Background—Hyperbaric oxygen (HBO) decreases ischemia-reperfusion (IR) induced neutrophil-ICAM adhesion by blocking CD18 polarization. The purpose of this study was to evaluate whether this HBO effect is nitric oxide (NO) dependent and to determine if NO synthase (NOS) is required.
Methods—A gracilis muscle flap was raised in 9 groups of male Wistar rats. Global ischemic injury was induced by clamping the gracilis muscle pedicle artery and vein for 4 hours. The HBO treatment consisted of 100% O2 at 2.5 ATA during the last 90 minutes of ischemia. Groups were repeated with and without various NOS inhibitors and C-PTIO, a NO scavenger. Normalneutrophils (PMNs) were exposed to activated plasma on ICAM coated coverslips (% adherent) and labeled with FITC-anti-rat-CD11b for confocal microscopy (% polarized). The percent of adherent and polarized cells was reported as mean ± SEM. Statistical Analysis was by ANOVA. Ap ≤ 0.05 was considered significant.

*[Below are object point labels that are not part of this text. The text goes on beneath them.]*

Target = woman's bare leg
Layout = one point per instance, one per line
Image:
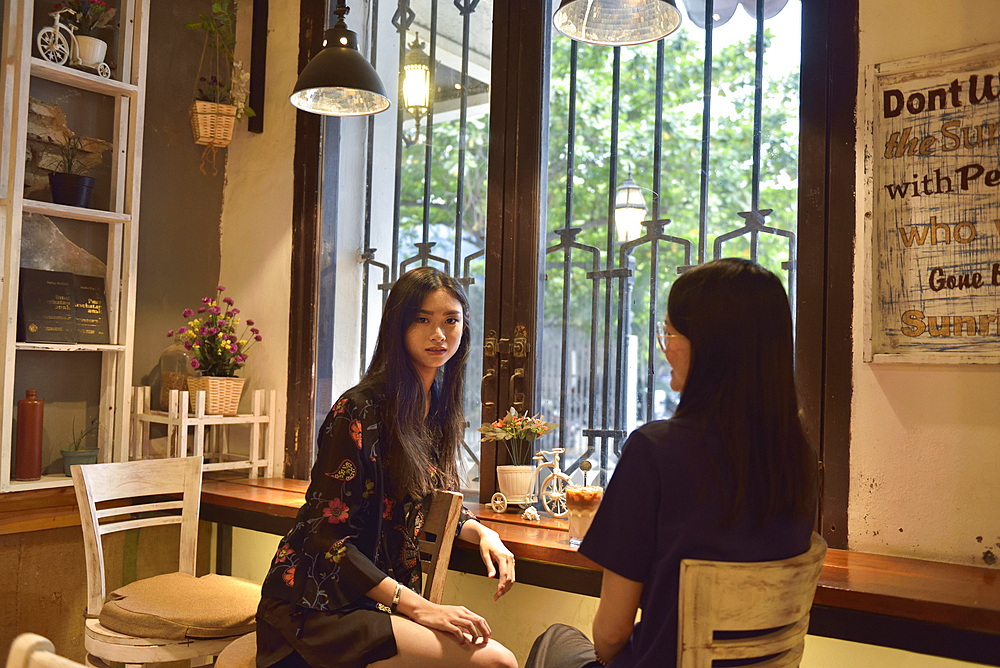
(421, 647)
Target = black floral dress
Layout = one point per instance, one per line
(348, 536)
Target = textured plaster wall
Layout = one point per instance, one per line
(257, 208)
(925, 465)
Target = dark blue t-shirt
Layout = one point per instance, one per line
(667, 501)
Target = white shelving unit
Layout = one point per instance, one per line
(21, 69)
(210, 438)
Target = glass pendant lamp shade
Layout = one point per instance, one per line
(339, 81)
(630, 210)
(416, 80)
(616, 22)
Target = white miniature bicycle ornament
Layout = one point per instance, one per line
(552, 491)
(54, 46)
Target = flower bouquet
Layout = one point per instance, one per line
(217, 351)
(518, 432)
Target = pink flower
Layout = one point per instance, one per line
(336, 512)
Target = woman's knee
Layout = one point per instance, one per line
(495, 655)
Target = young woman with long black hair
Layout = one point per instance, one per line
(730, 477)
(352, 556)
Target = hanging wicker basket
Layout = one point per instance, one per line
(222, 395)
(212, 123)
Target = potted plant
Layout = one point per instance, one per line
(88, 16)
(518, 432)
(223, 87)
(69, 182)
(79, 450)
(218, 353)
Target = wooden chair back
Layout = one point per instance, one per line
(436, 539)
(130, 495)
(30, 650)
(751, 596)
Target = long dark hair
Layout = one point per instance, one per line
(736, 316)
(391, 375)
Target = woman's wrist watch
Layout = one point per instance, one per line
(395, 598)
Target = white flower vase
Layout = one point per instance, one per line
(515, 482)
(91, 51)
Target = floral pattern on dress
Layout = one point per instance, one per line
(350, 534)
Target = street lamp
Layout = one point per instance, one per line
(630, 210)
(416, 84)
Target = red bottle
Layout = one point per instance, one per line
(29, 437)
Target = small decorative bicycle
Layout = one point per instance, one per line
(56, 48)
(552, 490)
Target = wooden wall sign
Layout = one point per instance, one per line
(932, 165)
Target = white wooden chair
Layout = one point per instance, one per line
(30, 650)
(436, 539)
(751, 596)
(168, 617)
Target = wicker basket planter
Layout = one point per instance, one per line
(212, 123)
(222, 395)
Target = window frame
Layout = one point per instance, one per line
(826, 230)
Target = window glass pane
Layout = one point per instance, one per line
(435, 212)
(637, 113)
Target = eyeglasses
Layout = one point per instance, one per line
(663, 336)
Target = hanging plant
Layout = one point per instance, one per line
(222, 87)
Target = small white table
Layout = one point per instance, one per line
(211, 437)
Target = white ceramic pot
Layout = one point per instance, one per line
(91, 51)
(515, 482)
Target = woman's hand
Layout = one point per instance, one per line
(455, 620)
(492, 549)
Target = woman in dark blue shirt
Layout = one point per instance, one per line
(731, 477)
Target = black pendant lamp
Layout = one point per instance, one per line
(339, 81)
(616, 22)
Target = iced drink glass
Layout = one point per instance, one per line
(581, 504)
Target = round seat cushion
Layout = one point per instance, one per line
(178, 605)
(241, 653)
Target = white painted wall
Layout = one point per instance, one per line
(924, 457)
(257, 209)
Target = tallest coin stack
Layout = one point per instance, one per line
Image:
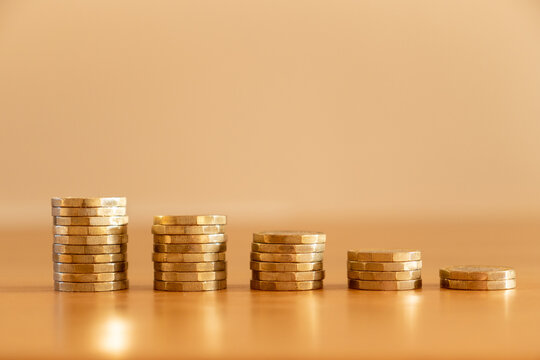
(90, 244)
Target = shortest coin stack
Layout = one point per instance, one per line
(189, 252)
(478, 277)
(384, 269)
(287, 260)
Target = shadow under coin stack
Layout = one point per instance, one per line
(90, 244)
(189, 252)
(384, 269)
(287, 260)
(478, 277)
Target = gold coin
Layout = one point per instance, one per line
(90, 220)
(90, 268)
(102, 211)
(88, 259)
(384, 266)
(91, 287)
(190, 239)
(170, 257)
(287, 248)
(190, 285)
(478, 284)
(191, 267)
(90, 230)
(477, 272)
(384, 255)
(91, 277)
(90, 239)
(385, 285)
(273, 257)
(190, 276)
(385, 275)
(190, 248)
(289, 237)
(285, 285)
(275, 266)
(190, 220)
(187, 229)
(287, 275)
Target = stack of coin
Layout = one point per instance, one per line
(478, 277)
(189, 252)
(90, 244)
(287, 260)
(384, 269)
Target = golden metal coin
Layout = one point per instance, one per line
(287, 248)
(90, 239)
(102, 211)
(287, 275)
(191, 267)
(90, 230)
(384, 255)
(190, 248)
(275, 266)
(385, 275)
(477, 272)
(90, 220)
(88, 259)
(289, 237)
(384, 266)
(88, 202)
(187, 229)
(190, 285)
(478, 284)
(385, 285)
(91, 287)
(90, 268)
(190, 276)
(89, 249)
(170, 257)
(190, 220)
(92, 277)
(190, 239)
(286, 285)
(273, 257)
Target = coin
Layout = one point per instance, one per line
(190, 220)
(190, 285)
(91, 287)
(286, 285)
(287, 275)
(384, 266)
(170, 257)
(478, 284)
(384, 255)
(90, 220)
(289, 237)
(477, 272)
(190, 248)
(90, 230)
(287, 248)
(102, 211)
(275, 266)
(92, 277)
(88, 259)
(187, 229)
(385, 285)
(191, 267)
(273, 257)
(90, 239)
(90, 268)
(190, 276)
(385, 275)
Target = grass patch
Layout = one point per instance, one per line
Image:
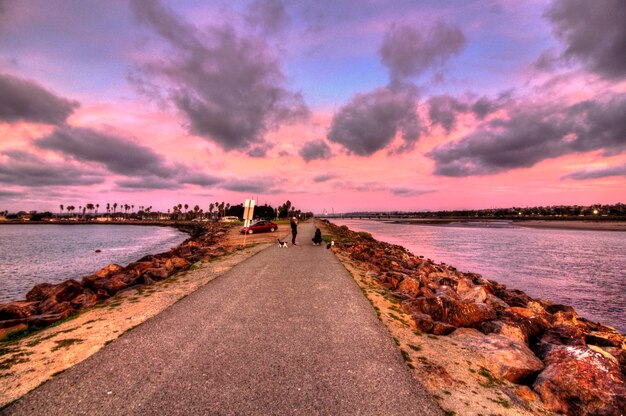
(64, 343)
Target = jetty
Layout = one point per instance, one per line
(287, 331)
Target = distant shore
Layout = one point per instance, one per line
(545, 224)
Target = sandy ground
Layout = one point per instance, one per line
(446, 369)
(30, 361)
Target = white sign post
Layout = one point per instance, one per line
(248, 212)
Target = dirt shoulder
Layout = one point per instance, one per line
(30, 361)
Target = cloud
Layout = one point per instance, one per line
(24, 100)
(147, 183)
(406, 191)
(534, 133)
(269, 16)
(584, 174)
(594, 33)
(444, 109)
(229, 86)
(324, 177)
(118, 154)
(370, 121)
(408, 51)
(260, 186)
(25, 169)
(315, 149)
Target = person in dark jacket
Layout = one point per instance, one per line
(294, 230)
(317, 239)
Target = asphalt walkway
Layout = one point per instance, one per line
(286, 332)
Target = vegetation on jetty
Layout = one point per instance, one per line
(530, 350)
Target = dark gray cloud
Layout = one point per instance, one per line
(325, 177)
(315, 149)
(533, 134)
(230, 87)
(118, 154)
(408, 51)
(594, 33)
(370, 121)
(24, 100)
(255, 186)
(580, 175)
(406, 191)
(200, 179)
(270, 16)
(25, 169)
(444, 109)
(147, 183)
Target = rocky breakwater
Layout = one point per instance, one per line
(572, 365)
(47, 303)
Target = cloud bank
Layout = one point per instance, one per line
(533, 134)
(23, 100)
(229, 86)
(593, 32)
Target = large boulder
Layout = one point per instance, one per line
(454, 312)
(580, 381)
(504, 357)
(18, 309)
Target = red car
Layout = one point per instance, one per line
(259, 226)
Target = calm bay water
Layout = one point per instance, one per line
(31, 254)
(584, 269)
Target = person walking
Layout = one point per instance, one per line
(294, 230)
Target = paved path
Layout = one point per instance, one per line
(287, 332)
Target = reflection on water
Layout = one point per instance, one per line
(584, 269)
(35, 253)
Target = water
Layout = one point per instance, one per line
(581, 268)
(31, 254)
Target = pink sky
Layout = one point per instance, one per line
(336, 107)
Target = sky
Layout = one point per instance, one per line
(334, 105)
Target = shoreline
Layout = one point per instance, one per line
(32, 359)
(582, 225)
(480, 348)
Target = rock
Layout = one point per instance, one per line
(605, 339)
(508, 330)
(504, 357)
(496, 303)
(454, 312)
(15, 328)
(87, 299)
(423, 322)
(116, 283)
(39, 292)
(477, 294)
(580, 381)
(154, 273)
(18, 309)
(513, 297)
(410, 286)
(525, 393)
(441, 328)
(109, 270)
(176, 263)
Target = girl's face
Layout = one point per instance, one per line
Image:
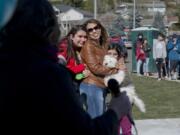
(94, 31)
(160, 38)
(145, 41)
(113, 53)
(79, 38)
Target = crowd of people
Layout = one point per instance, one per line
(39, 73)
(165, 53)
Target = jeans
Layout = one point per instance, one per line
(139, 65)
(95, 99)
(146, 65)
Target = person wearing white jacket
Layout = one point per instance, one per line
(159, 55)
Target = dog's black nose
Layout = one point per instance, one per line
(114, 86)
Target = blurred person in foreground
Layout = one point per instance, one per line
(31, 79)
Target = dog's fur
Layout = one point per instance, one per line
(119, 77)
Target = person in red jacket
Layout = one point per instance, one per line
(69, 53)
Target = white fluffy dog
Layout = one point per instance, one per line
(129, 88)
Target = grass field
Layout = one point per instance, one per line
(162, 98)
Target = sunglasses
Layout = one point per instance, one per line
(95, 28)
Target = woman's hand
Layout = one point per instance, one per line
(121, 65)
(86, 73)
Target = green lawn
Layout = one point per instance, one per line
(162, 98)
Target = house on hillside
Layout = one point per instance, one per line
(69, 16)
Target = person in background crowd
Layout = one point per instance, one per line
(173, 49)
(32, 80)
(140, 54)
(92, 55)
(159, 55)
(117, 51)
(147, 50)
(69, 53)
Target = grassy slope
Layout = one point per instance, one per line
(162, 98)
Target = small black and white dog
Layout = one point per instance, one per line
(115, 83)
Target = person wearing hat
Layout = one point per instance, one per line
(173, 49)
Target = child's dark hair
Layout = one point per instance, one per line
(121, 49)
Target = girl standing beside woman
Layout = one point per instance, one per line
(92, 55)
(69, 53)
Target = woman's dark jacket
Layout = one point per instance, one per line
(32, 83)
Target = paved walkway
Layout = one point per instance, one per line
(158, 126)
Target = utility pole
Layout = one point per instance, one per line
(134, 15)
(95, 9)
(153, 10)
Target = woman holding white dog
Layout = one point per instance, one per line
(92, 55)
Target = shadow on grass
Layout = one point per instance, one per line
(162, 98)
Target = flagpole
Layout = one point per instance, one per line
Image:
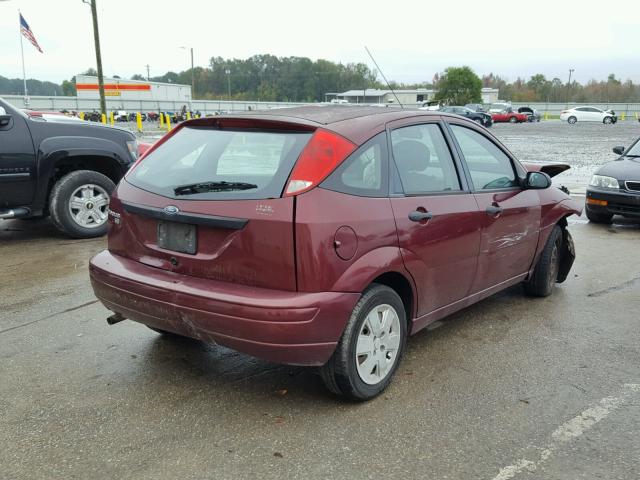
(24, 75)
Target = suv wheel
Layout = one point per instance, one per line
(371, 346)
(545, 274)
(79, 202)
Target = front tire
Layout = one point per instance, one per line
(370, 348)
(79, 202)
(545, 274)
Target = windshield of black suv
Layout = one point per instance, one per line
(203, 163)
(634, 151)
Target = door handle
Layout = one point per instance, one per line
(418, 216)
(493, 210)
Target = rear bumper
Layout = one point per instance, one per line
(618, 203)
(280, 326)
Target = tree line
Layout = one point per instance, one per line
(300, 79)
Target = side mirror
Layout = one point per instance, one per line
(537, 181)
(618, 150)
(5, 120)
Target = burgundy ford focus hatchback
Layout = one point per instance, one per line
(326, 235)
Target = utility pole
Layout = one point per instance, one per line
(569, 85)
(193, 78)
(96, 38)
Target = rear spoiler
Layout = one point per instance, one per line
(551, 169)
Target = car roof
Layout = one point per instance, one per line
(329, 114)
(356, 123)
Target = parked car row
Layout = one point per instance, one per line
(504, 112)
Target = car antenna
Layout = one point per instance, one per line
(385, 78)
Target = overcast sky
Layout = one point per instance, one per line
(411, 40)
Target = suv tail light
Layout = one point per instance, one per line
(324, 152)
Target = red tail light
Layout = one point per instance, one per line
(324, 152)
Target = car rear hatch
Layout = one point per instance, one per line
(208, 201)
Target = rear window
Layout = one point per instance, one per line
(260, 161)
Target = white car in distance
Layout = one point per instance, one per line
(587, 114)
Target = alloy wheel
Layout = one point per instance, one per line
(88, 205)
(378, 344)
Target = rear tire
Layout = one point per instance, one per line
(545, 274)
(370, 348)
(79, 202)
(595, 217)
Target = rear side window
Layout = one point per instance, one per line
(260, 160)
(364, 173)
(490, 167)
(423, 160)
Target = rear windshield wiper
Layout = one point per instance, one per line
(212, 187)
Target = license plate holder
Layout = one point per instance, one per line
(178, 237)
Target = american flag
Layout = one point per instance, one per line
(26, 31)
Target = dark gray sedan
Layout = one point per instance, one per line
(614, 189)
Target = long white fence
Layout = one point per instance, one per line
(624, 110)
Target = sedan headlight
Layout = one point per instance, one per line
(132, 145)
(603, 181)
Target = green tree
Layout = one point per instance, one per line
(459, 85)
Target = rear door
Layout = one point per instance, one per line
(511, 215)
(436, 215)
(17, 161)
(237, 229)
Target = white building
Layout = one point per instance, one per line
(122, 89)
(406, 97)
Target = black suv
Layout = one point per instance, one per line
(63, 168)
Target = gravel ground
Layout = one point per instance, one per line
(584, 146)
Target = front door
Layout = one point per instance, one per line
(436, 216)
(17, 160)
(511, 222)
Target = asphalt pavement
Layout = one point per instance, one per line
(512, 387)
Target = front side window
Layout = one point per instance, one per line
(489, 166)
(423, 160)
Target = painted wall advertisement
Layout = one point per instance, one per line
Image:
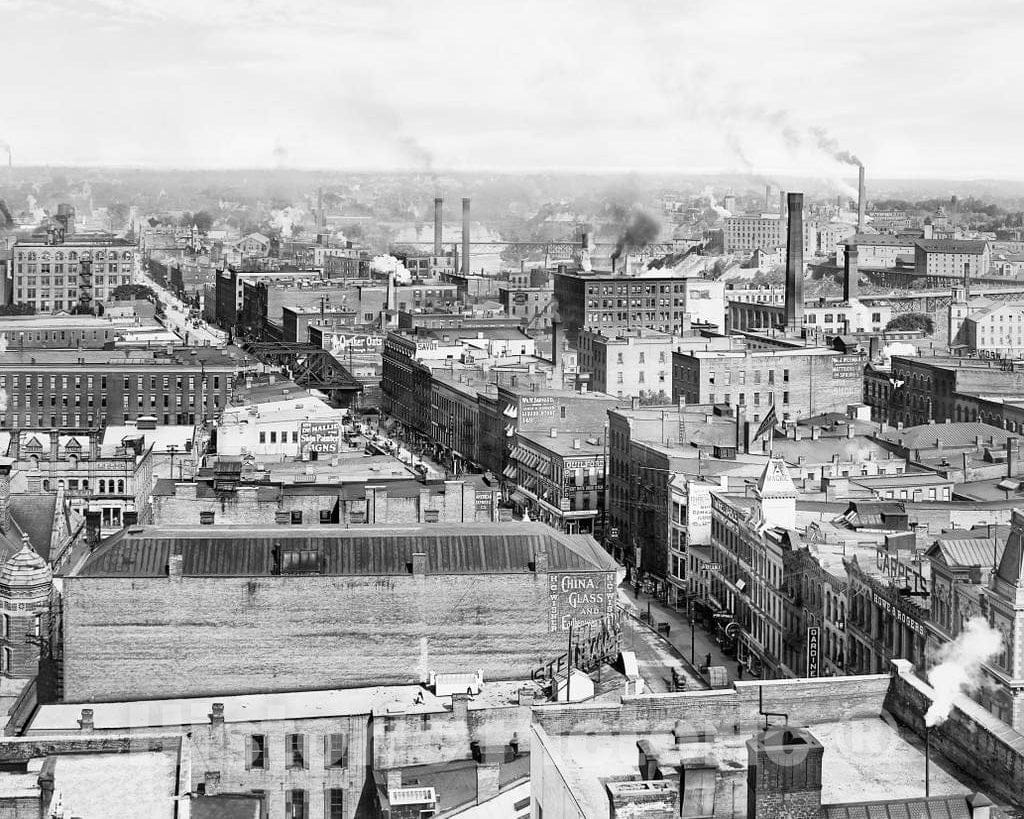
(848, 367)
(320, 436)
(580, 599)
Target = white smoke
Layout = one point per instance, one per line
(958, 671)
(285, 220)
(389, 264)
(709, 195)
(898, 348)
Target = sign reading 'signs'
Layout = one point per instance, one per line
(320, 436)
(580, 599)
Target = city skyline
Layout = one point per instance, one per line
(776, 88)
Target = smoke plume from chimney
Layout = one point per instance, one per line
(639, 230)
(958, 671)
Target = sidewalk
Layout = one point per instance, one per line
(679, 632)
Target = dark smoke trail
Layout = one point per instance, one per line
(639, 231)
(830, 145)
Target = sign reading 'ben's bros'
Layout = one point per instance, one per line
(580, 599)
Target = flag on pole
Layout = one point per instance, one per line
(767, 424)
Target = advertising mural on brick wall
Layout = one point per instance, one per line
(580, 599)
(321, 437)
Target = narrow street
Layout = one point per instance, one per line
(679, 631)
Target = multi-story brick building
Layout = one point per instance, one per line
(609, 304)
(560, 479)
(632, 362)
(89, 388)
(798, 381)
(952, 258)
(217, 499)
(49, 274)
(316, 597)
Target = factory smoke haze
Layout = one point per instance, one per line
(958, 669)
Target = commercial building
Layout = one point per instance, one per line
(952, 258)
(760, 373)
(228, 494)
(729, 753)
(632, 362)
(610, 304)
(48, 272)
(87, 388)
(315, 597)
(918, 390)
(559, 479)
(302, 426)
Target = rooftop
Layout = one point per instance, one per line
(244, 551)
(864, 760)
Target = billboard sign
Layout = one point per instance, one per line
(580, 599)
(813, 649)
(320, 436)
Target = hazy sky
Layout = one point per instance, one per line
(913, 88)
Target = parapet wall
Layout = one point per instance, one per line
(728, 710)
(971, 738)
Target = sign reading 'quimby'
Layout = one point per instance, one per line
(580, 599)
(320, 436)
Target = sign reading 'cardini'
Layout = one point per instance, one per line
(580, 599)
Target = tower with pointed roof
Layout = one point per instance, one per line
(1005, 612)
(26, 582)
(776, 494)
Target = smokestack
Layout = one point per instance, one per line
(861, 201)
(465, 235)
(795, 264)
(556, 321)
(438, 206)
(850, 273)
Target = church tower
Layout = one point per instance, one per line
(777, 494)
(26, 580)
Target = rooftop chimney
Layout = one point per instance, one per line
(851, 274)
(861, 200)
(465, 235)
(783, 774)
(795, 263)
(438, 205)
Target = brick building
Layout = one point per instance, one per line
(608, 303)
(214, 499)
(404, 601)
(48, 272)
(559, 479)
(798, 381)
(88, 388)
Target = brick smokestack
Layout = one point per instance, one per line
(795, 263)
(438, 206)
(851, 274)
(861, 201)
(465, 235)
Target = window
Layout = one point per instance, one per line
(336, 750)
(295, 805)
(295, 750)
(295, 561)
(257, 751)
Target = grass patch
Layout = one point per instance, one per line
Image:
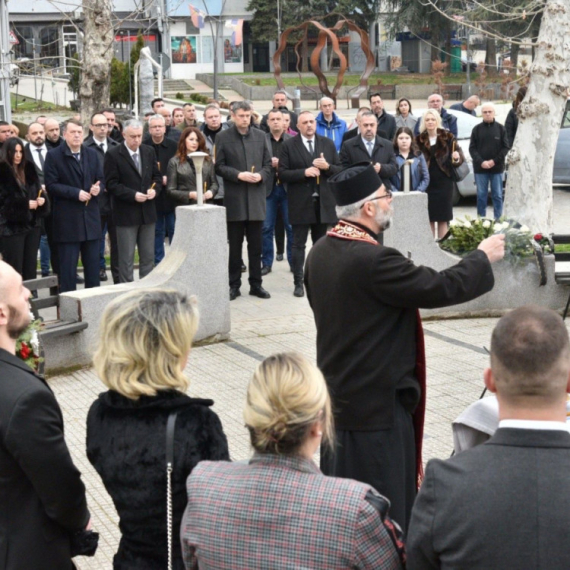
(21, 104)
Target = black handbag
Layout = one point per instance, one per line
(170, 425)
(459, 173)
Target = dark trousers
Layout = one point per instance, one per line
(164, 226)
(385, 459)
(21, 252)
(54, 254)
(253, 233)
(300, 235)
(68, 258)
(108, 225)
(280, 233)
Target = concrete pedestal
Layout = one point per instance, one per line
(196, 263)
(514, 286)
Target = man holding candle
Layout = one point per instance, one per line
(242, 159)
(305, 164)
(165, 149)
(133, 180)
(74, 178)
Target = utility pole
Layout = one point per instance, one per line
(5, 107)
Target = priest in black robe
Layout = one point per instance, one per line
(365, 298)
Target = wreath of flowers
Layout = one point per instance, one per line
(28, 344)
(465, 234)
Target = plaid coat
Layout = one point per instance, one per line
(282, 513)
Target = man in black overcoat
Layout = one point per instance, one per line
(242, 159)
(74, 178)
(365, 298)
(506, 503)
(42, 497)
(164, 148)
(133, 181)
(100, 142)
(305, 165)
(369, 147)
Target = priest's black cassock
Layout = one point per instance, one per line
(365, 299)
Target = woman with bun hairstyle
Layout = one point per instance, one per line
(278, 510)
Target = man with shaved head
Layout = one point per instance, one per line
(505, 503)
(43, 497)
(329, 124)
(53, 134)
(488, 148)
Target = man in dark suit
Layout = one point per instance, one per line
(74, 179)
(243, 161)
(164, 148)
(276, 194)
(305, 165)
(506, 503)
(365, 298)
(42, 495)
(133, 180)
(100, 142)
(386, 122)
(368, 147)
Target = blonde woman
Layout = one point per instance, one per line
(279, 510)
(441, 152)
(145, 340)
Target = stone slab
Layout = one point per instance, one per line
(196, 263)
(515, 286)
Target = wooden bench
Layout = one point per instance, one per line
(58, 327)
(562, 265)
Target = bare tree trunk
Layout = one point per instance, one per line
(529, 187)
(97, 55)
(491, 57)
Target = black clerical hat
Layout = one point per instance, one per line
(355, 183)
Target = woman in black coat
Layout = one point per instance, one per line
(181, 174)
(145, 340)
(23, 203)
(441, 152)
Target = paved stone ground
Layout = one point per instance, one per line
(221, 371)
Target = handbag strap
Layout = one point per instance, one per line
(170, 425)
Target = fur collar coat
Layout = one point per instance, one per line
(443, 149)
(15, 214)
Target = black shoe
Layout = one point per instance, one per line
(260, 292)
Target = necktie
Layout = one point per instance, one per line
(42, 160)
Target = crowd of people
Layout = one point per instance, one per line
(271, 173)
(163, 457)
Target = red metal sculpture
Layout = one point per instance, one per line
(324, 34)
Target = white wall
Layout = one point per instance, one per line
(204, 60)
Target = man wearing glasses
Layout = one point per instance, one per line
(100, 141)
(365, 298)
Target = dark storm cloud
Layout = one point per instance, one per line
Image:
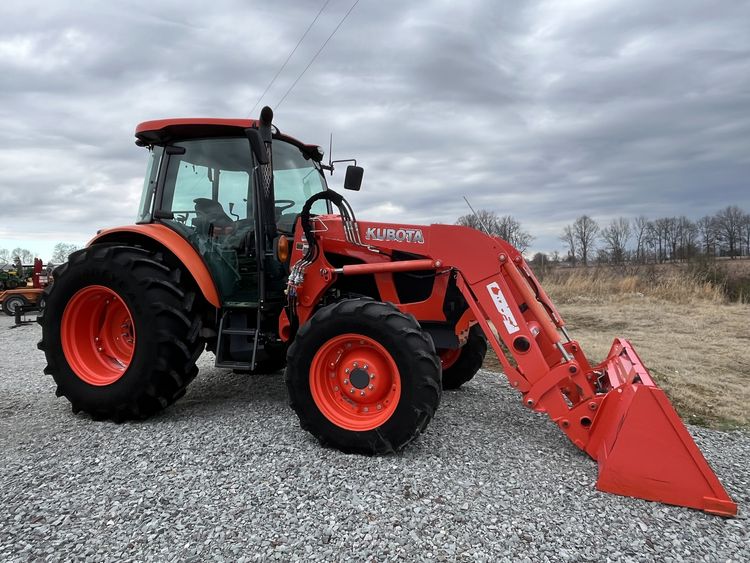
(544, 110)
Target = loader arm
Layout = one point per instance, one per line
(614, 411)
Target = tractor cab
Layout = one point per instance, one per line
(208, 180)
(204, 181)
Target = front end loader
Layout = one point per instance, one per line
(237, 249)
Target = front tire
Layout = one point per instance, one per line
(363, 377)
(460, 366)
(120, 331)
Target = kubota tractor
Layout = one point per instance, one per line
(237, 248)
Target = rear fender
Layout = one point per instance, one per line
(174, 243)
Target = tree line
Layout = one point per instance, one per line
(724, 234)
(60, 254)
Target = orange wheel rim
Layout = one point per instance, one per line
(355, 382)
(98, 335)
(448, 357)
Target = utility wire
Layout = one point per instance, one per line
(309, 27)
(316, 54)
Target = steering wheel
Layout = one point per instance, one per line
(286, 204)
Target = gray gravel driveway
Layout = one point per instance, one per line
(227, 475)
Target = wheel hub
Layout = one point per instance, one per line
(359, 378)
(98, 335)
(355, 382)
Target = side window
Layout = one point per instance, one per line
(193, 181)
(233, 189)
(149, 184)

Results—C-PTIO treated IR-HBO plasma showed a significant increase in the percent polarization of CD18 compared to IR-HBO untreated plasma from 4.1±2.5 to 33.7±7.7 (p ≤ 0.05). The NO scavenger, C-PTIO, also increased the percent of adherent cells from 1.6±0.4 to 20.3±5.9(p ≤ 0.05). Administration of LNAME and other NOS inhibitors prior to HBO treatment restored neutrophil adhesion and CD18 polarization to IR control values, significantly greater than IR HBO alone.
Conclusions—These results suggest that the HBO reduction of IR induced neutrophil polarization of CD18 and adherence to ICAM is mediated through a nitric oxide mechanism that requires NOS.